Take, for example, Wikipedia's entry on Australopithecus afarensis:
Australopithecus afarensis is an extinct hominid which lived between 3.9 and 2.9 million years ago. In common with the younger Australopithecus africanus, A. afarensis was slenderly built. It is widely believed that A. afarensis is the ancestor of the genus Homo, which includes the modern human species, Homo sapiens.
Science Daily, in a report about the discovery of Australopithecus anamensis which is supposedly the evolutionary link to Australopithecus afarensis entitled Hominid Fossils From Ethiopia Link Ape-men To More Distant Human Ancestors (note the use of the term "ape-men") reported "New fossils discovered in the Afar desert of eastern Ethiopia are a missing link between our ape-man ancestors some 3.5 million years ago and more primitive hominids a million years older, according to an international team led by the University of California, Berkeley, and Los Alamos National Laboratory in New Mexico." LiveScience.com simply lists Lucy as the Number 10 top missing link.

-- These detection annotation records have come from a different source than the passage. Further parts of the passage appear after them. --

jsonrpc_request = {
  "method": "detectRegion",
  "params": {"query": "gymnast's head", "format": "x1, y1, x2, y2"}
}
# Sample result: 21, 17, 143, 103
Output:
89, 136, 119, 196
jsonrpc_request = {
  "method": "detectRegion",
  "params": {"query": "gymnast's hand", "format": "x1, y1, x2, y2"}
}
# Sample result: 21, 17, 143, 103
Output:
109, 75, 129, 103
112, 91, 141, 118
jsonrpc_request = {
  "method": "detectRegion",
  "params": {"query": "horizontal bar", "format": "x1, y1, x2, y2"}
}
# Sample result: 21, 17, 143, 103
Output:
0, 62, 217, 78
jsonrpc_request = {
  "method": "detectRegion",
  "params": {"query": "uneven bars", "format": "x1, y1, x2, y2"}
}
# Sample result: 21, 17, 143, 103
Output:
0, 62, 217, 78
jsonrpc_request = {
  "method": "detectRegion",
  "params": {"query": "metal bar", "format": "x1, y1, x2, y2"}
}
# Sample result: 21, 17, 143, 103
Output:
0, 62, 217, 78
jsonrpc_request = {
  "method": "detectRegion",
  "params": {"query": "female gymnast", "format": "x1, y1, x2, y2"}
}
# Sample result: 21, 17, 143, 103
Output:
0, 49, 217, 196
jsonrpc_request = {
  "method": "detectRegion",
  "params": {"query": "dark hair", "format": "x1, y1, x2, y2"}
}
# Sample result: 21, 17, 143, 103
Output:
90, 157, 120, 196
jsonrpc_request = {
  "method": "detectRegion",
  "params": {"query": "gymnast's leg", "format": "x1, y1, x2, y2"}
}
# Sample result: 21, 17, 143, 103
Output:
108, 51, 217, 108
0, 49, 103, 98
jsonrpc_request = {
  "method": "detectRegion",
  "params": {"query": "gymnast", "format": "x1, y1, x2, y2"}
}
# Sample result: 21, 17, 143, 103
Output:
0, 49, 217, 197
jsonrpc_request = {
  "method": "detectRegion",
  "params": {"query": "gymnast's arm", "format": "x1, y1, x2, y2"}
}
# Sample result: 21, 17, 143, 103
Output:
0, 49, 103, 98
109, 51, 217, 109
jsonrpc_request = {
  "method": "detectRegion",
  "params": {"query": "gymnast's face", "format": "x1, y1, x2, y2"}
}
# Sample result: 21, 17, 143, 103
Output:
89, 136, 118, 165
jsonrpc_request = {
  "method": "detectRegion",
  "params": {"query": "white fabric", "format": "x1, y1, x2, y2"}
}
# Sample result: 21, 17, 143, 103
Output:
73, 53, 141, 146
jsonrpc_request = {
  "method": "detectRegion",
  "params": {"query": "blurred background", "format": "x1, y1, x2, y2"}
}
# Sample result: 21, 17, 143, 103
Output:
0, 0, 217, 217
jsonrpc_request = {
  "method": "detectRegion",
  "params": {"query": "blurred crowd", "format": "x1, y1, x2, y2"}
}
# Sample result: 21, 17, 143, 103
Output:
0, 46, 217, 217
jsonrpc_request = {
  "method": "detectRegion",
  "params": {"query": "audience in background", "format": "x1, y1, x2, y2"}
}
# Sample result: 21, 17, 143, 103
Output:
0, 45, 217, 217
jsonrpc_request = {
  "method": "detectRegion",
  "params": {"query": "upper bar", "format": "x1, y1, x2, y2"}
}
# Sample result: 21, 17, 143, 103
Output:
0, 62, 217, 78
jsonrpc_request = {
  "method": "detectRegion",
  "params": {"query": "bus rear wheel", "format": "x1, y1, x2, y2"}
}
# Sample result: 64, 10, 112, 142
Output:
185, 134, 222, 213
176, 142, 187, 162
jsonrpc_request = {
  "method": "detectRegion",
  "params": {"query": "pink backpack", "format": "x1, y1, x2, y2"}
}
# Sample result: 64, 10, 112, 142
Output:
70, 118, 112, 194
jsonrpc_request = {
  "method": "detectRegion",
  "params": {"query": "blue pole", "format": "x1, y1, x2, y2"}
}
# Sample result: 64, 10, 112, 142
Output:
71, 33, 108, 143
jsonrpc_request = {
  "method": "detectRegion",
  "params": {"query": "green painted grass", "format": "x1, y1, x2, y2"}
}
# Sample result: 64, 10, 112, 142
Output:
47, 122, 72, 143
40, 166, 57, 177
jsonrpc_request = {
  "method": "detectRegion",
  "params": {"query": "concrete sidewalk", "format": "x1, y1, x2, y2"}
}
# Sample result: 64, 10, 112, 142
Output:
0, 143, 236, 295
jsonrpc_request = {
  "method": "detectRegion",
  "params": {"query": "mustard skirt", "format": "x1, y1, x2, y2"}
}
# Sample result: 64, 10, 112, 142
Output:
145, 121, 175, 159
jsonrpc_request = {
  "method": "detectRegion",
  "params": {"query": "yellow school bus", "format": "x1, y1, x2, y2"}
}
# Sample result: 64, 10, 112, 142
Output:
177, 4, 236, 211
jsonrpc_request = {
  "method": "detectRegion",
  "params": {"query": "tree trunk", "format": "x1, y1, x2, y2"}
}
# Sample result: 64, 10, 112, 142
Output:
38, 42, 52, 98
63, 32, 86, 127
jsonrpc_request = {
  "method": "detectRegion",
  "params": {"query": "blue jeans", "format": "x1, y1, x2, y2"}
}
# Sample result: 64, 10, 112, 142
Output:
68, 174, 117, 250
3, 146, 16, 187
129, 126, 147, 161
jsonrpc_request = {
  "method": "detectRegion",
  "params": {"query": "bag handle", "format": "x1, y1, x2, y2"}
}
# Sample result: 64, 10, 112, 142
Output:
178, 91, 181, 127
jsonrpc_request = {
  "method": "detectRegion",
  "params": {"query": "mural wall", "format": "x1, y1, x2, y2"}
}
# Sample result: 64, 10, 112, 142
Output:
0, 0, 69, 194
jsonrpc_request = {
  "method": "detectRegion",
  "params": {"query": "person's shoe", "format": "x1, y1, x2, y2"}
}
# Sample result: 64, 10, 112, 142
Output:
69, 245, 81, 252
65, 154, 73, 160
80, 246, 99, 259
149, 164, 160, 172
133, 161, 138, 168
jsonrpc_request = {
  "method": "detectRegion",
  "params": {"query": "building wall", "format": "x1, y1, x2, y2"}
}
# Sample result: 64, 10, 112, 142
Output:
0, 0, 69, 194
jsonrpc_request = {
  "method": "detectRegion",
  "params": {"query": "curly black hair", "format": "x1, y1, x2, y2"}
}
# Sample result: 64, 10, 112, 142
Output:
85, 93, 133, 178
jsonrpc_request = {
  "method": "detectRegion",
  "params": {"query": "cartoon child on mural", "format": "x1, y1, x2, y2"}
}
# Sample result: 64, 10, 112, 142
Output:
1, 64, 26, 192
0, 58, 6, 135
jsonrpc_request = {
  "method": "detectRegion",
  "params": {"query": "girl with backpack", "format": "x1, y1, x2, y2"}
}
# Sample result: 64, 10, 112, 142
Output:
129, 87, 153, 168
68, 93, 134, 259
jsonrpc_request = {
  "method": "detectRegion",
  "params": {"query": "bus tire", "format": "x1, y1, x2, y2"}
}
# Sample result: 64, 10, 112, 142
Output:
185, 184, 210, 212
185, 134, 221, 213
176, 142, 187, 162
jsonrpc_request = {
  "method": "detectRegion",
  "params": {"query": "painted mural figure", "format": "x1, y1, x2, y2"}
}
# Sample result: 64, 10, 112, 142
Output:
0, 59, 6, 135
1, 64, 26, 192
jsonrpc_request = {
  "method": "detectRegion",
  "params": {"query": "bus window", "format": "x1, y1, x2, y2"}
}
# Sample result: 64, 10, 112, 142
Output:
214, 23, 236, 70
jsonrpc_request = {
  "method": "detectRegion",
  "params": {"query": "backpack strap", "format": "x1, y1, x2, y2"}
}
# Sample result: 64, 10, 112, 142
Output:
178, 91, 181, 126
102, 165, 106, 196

Well, now comes news that Lucy shouldn't be in the top ten because she is probably not a link to humans at all. According to Israeli researchers: 'Lucy' is not direct ancestor of humans:
Tel Aviv University anthropologists say they have disproven the theory that "Lucy" - the world-famous 3.2-million-year-old Australopithecus afarensis skeleton found in Ethiopia 33 years ago - is the last ancestor common to humans and another branch of the great apes family known as the "Robust hominids."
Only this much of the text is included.